Monday 25 January 2010

Small cell tumors of bone comprise of a diverse group of primary and metastatic neoplasms in both children and adults.

The most common small cell tumors of bone include Ewing sarcoma/primitive neuroectodermal tumor, small cell osteosarcoma, multiple myeloma, lymphoma, leukemia, neuroblastoma, rhabdomyosarcoma, and Langerhans cell histiocytosis.

Although each entity has its distinctive features, the differential diagnosis of this group of tumors is still challenging because they are all "small, blue, and round cell tumors", histologically.

The correct diagnosis of small cell tumors of bone depends on an evaluation of clinical, radiologic, pathologic, and genetic features.

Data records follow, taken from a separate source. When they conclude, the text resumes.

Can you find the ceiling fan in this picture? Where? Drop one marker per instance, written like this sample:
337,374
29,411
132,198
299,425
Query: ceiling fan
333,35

Patients’ age and sex are very important, as are the signs and symptoms at presentation.

Radiologically, which bone is involved, the specific portion of the bone (epiphysis, metaphysis, or diaphysis; cortex vs. medulla) involved, and the radiographic manifestations (lytic, blastic, or mixed lytic and blastic) are also often critical parameters for the diagnosis.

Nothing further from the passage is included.